In this study, we found that oral intake of DA9301 for 4 weeks significantly alleviated visual discomfort induced by tablet computer work. The exact mechanism of the action of DA9301 needs further investigation. However, as mentioned earlier, DA9301 contains antioxidant ingredients such as anthocyanins and flavonoids [31]. It has been recently reported that Vaccinium uliginosum extract prevented the blue light-induced human retinal pigment epithelial cell death by inhibiting photo-oxidation of N-retinyl-N-retinylidene ethanolamine [37]. Extract of V. uliginosum partially preserved the outer nuclear layer of retina after light damage [19]. Another study reported the positive effect of V. uliginosum extract on improving learning and memory impairment in murine Alzheimer’s disease model [38]. The symptoms of dry eye disease and asthenopia partially overlap [3]. Previous studies have demonstrated the beneficial effect of antioxidants in alleviating dry eye disease [16-18]. We hypothesize that a similar mechanism might be involved in the DA9301-induced alleviation of asthenopia in our study.

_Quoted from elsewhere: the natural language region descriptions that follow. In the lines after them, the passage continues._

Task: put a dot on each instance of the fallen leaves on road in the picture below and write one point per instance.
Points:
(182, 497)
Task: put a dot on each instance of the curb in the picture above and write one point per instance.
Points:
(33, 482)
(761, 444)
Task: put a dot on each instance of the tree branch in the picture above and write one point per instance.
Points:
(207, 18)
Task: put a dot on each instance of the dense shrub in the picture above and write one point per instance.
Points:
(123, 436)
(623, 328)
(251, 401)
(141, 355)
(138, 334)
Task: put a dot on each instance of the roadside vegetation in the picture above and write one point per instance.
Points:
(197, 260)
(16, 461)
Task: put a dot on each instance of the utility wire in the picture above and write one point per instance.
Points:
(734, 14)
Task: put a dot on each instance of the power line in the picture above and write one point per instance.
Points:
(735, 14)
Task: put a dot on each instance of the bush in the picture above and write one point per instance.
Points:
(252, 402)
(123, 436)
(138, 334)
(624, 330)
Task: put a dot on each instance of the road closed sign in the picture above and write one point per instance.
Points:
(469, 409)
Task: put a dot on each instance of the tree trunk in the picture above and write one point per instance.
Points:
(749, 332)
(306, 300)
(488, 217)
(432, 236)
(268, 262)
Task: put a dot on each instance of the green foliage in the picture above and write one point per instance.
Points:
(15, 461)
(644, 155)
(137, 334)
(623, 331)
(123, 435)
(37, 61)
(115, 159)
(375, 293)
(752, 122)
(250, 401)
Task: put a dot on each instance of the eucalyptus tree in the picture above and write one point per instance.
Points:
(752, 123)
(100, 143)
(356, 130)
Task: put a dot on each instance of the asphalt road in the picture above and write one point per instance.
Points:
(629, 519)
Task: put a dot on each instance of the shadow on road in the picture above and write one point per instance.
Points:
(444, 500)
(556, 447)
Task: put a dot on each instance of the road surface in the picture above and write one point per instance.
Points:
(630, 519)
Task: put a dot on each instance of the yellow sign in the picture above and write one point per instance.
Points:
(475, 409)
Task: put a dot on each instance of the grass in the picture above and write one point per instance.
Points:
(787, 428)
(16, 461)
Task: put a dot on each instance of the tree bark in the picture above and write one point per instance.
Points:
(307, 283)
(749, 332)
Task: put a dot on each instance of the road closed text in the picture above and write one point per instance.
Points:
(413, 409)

There are several limitations of this study. First, we used questionnaires to evaluate the effect of DA9301. The responses to the questionnaire are somewhat subjective and could be affected by responders’ daily physical and mental condition. It would be better to adopt an objective measurement of asthenopia. It is noteworthy that a new questionnaire to assess computer vision symptom was recently developed and now is under validation [39]. However, to the best of our knowledge, there is no established objective method to quantify asthenopia, although tear film break-up time and wavefront aberration were used as an possible objective method in our study. Second, the tablet computer stimulus employed in our study is shorter (1 h) than that in a typical CVS model (several hours of intensive computer work). This could explain the relatively mild TAS increase observed in our study. More prolonged and intense computer work could aggravate TAS. Another limitation of this study is the lack of eye exercises screening of the participants. Recently, awareness regarding the eye disorders is on the rise and many people are doing regular eye exercises which can have significant impact on the study. In addition, although DA9301 was found to significantly alleviate asthenopia induced by table computer watching, a reverse trial of DA9301 and placebo (applying DA9301 in placebo group and vice versa) after a washout period may significantly enhance the strength of our result.

Conclusions

Oral intake of DA9301 was effective in alleviating CVS induced by a tablet computer and this could be attributed to its strong antioxidant potential. Further investigation of the mechanisms underlying the effect of DA9301 is warranted.